Amtsgericht in Wermelskirchen Verfahren gegen 69-Jährigen wegen Beleidigung eingestellt

Wermelskirchen · In der ersten Verhandlung nach der bundesweiten vorübergehenden Aussetzung aller Verhandlungen wurde mit Abstandsregeln, Acrylglasscheiben vor der Richterbank und Masken für alle Anwesenden verhandelt.

 Vor dem Wermelskirchener Amtsgericht musste sich jetzt ein 69-jähriger Mann aus Wermelskirchen verantworten.

Vor dem Wermelskirchener Amtsgericht musste sich jetzt ein 69-jähriger Mann aus Wermelskirchen verantworten.

Foto: dpa/Uli Deck

Da saß er selbst nicht mal hinterm Steuer, als der Wagen in eine Verkehrskontrolle kam, doch weil er die Kontrolle nicht einfach so hinnehmen wollte, fand sich ein 69-Jähriger jetzt vor dem Wermelskirchener Amtsrichter wieder. In der ersten Verhandlung nach der bundesweiten vorübergehenden Aussetzung aller Verhandlungen wurde mit Abstandsregeln, Acrylglasscheiben vor der Richterbank und Masken für alle Anwesenden verhandelt. Ungewohnt, aber letztlich nötig – und angesichts der ohnehin sehr hohen Auslastung der Gerichte wohl auch sehr sinnvoll.

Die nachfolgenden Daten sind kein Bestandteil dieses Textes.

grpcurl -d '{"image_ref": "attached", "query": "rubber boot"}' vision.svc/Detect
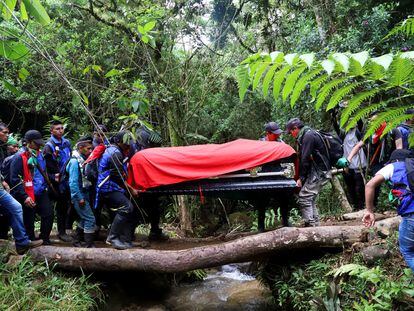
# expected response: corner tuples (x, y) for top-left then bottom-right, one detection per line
(72, 227), (83, 247)
(84, 232), (95, 248)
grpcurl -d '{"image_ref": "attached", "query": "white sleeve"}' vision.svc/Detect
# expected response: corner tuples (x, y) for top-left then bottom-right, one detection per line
(375, 164), (394, 180)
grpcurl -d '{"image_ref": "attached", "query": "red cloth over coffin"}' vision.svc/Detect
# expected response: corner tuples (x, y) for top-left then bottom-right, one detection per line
(128, 139), (295, 190)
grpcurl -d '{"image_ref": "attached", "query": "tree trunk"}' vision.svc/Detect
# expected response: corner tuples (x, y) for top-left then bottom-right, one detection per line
(7, 217), (401, 273)
(167, 107), (193, 235)
(331, 176), (352, 213)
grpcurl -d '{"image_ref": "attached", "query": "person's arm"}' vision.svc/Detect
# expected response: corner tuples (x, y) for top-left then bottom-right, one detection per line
(43, 145), (59, 183)
(346, 141), (364, 162)
(10, 154), (29, 202)
(67, 159), (83, 202)
(109, 152), (125, 186)
(362, 174), (385, 227)
(299, 131), (315, 184)
(391, 128), (403, 149)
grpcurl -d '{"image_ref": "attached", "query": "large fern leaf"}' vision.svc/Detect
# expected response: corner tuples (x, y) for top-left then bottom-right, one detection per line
(345, 102), (385, 132)
(363, 107), (407, 140)
(315, 78), (347, 110)
(326, 82), (361, 111)
(263, 63), (280, 97)
(236, 65), (250, 102)
(340, 88), (381, 127)
(309, 74), (329, 98)
(273, 65), (291, 100)
(381, 114), (413, 137)
(252, 62), (270, 91)
(282, 65), (306, 101)
(387, 57), (414, 86)
(290, 68), (322, 108)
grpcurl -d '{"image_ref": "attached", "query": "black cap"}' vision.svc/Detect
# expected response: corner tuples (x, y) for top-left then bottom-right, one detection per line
(96, 124), (108, 133)
(286, 118), (303, 133)
(24, 130), (45, 146)
(388, 149), (412, 162)
(265, 122), (283, 135)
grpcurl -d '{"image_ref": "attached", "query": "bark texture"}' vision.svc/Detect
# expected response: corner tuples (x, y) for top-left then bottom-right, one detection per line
(14, 217), (400, 273)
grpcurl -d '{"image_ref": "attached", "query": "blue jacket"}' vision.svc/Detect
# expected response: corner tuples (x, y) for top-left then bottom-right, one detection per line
(10, 149), (47, 202)
(390, 162), (414, 216)
(96, 145), (127, 193)
(66, 158), (88, 202)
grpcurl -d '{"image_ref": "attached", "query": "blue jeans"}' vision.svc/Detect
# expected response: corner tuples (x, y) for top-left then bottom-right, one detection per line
(0, 189), (30, 246)
(399, 215), (414, 271)
(73, 200), (96, 233)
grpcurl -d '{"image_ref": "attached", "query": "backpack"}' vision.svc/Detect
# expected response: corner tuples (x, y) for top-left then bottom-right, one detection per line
(397, 124), (412, 149)
(83, 145), (106, 185)
(315, 130), (344, 167)
(405, 158), (414, 193)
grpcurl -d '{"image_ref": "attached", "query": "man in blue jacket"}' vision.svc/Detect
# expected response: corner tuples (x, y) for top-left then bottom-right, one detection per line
(43, 120), (72, 242)
(66, 137), (96, 248)
(96, 131), (138, 250)
(362, 149), (414, 271)
(10, 130), (53, 245)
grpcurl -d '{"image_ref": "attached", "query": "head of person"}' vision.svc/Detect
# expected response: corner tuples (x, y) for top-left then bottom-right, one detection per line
(286, 118), (304, 138)
(50, 120), (65, 140)
(24, 130), (45, 150)
(7, 135), (19, 155)
(93, 124), (108, 144)
(405, 109), (414, 125)
(112, 131), (133, 154)
(0, 122), (9, 144)
(265, 122), (283, 141)
(388, 149), (412, 163)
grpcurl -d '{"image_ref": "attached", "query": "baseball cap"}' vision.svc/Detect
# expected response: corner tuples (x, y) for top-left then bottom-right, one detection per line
(265, 122), (283, 135)
(388, 149), (412, 163)
(24, 130), (45, 146)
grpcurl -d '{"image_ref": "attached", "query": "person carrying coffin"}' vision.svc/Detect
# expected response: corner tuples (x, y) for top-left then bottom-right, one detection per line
(10, 130), (53, 245)
(95, 131), (138, 250)
(43, 120), (72, 242)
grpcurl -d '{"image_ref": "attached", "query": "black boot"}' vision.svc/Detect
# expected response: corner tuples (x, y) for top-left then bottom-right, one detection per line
(72, 227), (83, 247)
(84, 232), (95, 248)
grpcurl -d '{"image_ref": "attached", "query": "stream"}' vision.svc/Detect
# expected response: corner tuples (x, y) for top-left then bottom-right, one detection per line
(101, 264), (271, 311)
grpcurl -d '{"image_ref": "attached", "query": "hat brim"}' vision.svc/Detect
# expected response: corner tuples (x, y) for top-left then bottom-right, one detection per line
(33, 138), (45, 146)
(270, 129), (283, 135)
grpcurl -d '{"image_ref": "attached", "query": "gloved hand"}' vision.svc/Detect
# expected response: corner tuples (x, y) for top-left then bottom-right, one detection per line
(336, 157), (349, 168)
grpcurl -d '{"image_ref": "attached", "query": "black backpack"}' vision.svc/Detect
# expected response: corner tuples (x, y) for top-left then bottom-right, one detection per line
(405, 158), (414, 193)
(83, 158), (100, 185)
(315, 131), (344, 167)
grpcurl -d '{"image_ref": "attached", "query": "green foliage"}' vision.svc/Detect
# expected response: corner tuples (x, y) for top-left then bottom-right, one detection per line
(236, 51), (414, 143)
(0, 253), (103, 310)
(261, 235), (414, 311)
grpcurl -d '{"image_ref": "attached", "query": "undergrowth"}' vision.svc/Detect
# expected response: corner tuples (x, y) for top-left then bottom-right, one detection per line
(259, 235), (414, 311)
(0, 249), (103, 311)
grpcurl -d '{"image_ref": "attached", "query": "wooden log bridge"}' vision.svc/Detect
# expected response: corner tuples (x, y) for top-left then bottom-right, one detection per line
(17, 217), (400, 273)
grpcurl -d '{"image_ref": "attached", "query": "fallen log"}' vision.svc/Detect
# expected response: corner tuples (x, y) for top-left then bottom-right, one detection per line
(0, 217), (400, 273)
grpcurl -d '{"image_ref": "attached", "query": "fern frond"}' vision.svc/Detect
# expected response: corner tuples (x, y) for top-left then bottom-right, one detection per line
(282, 65), (306, 101)
(363, 107), (407, 140)
(381, 114), (413, 138)
(340, 88), (381, 127)
(273, 65), (291, 100)
(387, 57), (414, 86)
(383, 17), (414, 40)
(310, 74), (329, 98)
(367, 62), (385, 80)
(349, 57), (366, 77)
(326, 82), (361, 111)
(262, 63), (280, 97)
(345, 102), (385, 132)
(252, 62), (270, 91)
(315, 78), (347, 110)
(236, 65), (250, 102)
(290, 68), (322, 108)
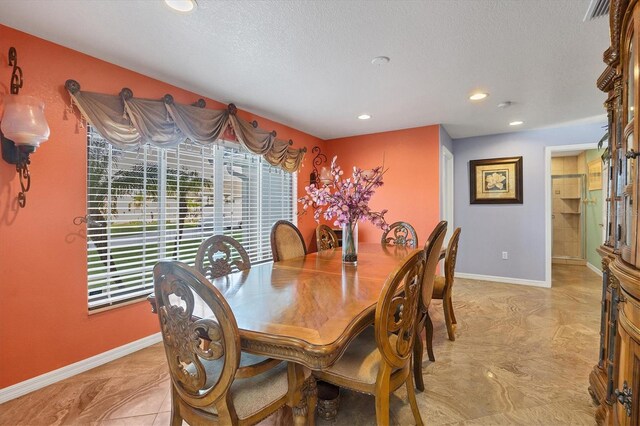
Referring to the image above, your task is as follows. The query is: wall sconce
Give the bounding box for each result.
[309,146,331,186]
[0,47,49,207]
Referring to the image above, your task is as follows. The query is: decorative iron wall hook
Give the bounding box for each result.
[309,146,327,185]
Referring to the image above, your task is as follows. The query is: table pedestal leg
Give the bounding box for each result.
[288,362,309,426]
[304,376,318,426]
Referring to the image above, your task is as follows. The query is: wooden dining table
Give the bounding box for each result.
[202,243,414,424]
[149,243,436,424]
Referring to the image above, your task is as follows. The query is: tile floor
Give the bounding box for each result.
[0,265,600,426]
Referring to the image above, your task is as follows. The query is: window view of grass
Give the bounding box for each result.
[87,129,295,309]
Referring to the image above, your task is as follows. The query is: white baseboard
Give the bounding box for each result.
[455,272,551,288]
[587,262,602,277]
[0,333,162,404]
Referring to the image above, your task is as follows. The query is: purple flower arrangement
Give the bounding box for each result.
[298,157,389,230]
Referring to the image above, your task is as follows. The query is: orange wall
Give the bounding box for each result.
[326,125,440,245]
[0,25,325,388]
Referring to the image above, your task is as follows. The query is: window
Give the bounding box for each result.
[87,127,296,309]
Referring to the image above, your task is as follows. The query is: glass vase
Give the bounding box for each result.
[342,222,358,265]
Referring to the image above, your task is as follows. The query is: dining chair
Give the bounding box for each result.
[147,235,251,313]
[153,261,315,426]
[382,222,418,248]
[316,224,340,251]
[433,228,461,341]
[313,250,425,425]
[271,220,307,262]
[413,220,447,391]
[196,235,251,280]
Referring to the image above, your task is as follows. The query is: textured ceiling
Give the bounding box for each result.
[0,0,608,139]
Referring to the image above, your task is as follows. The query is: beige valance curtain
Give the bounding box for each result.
[65,80,307,173]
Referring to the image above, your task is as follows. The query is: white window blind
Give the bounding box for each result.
[87,127,297,309]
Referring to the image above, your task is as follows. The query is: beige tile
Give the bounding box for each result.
[0,266,601,426]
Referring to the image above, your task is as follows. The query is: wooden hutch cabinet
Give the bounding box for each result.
[589,0,640,425]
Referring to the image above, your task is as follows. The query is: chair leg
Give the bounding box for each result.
[375,362,391,426]
[449,293,458,324]
[413,319,425,392]
[442,296,456,341]
[425,311,436,362]
[405,366,424,426]
[171,385,182,426]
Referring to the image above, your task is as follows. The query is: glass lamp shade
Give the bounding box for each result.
[0,95,49,148]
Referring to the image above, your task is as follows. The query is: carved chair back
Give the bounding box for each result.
[316,224,339,251]
[444,228,462,291]
[271,220,307,262]
[375,250,425,372]
[153,261,240,413]
[196,235,251,280]
[382,222,418,248]
[420,220,447,312]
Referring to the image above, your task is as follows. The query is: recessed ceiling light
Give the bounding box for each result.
[164,0,196,12]
[371,56,391,65]
[469,93,489,101]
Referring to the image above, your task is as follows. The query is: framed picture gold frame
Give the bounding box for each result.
[469,157,523,204]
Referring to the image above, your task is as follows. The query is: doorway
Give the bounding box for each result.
[545,144,604,285]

Was war passiert? Der 69-Jährige war an einem Abend im Juli 2019 zusammen mit drei Freunden auf der Dhünner Straße vom Haus Eifgen aus in Richtung Busbahnhof unterwegs, als die Polizeibeamten den Wagen stoppten. An sich sei es eine Routinekontrolle gewesen, der die Fahrerin auch nachgekommen sei. Der angetrunkene 69-Jährige habe, so stand es in der Anklageschrift, jedoch nicht an sich gehalten und seinen Unmut in provozierenden und beleidigenden Kommentaren kundgetan. So solle er zur 22-jährigen Polizeianwärterin gesagt haben: „Ey Mädchen, komm mal her, zeig dich, ich will dich ansehen.“ Zu den drei Polizisten vor Ort habe er gesagt: „Das ist doch scheiße, habt ihr nicht anderes zu tun?“ Zudem solle er gedroht haben, „eine schöne Geschichte für den Wermelskirchener Anzeiger“ über die Kontrolle schreiben zu wollen. Die Aussagen hätten dann in einem „Ihr seid Scheißer. Schreiben Sie das auf: Sie sind alle Scheißer“ gegipfelt. Er könne sich nicht mehr an jedes einzelne Wort erinnern, sagte der 69-Jährige, räumte aber die Aussagen grundsätzlich ein. „Bis auf die letzten Sätze habe ich das so gesagt. Aber ich sehe das nicht als Beleidigung an“, sagt er. „Zu Ihrer Kenntnis: Alleine das Duzen der Polizistin ist schon Missachtung“, warf der Staatsanwalt ein. „Beleidigung ist aber etwas anderes als Missachtung“, gab der Angeklagte zurück. Insgesamt waren fünf Zeugen geladen, zwei Mitfahrer im Auto und drei Polizeibeamte. Die Fahrerin und ihr Partner mühten sich, den Angeklagten in einem guten Licht erscheinen zu lassen. Dabei übertrieb es vor allem die 34-jährige Zeugin etwas, so dass sowohl Richter als auch Staatsanwalt sie darauf hinwiesen, dass sie im Zeugenstand die Wahrheit zu sagen habe.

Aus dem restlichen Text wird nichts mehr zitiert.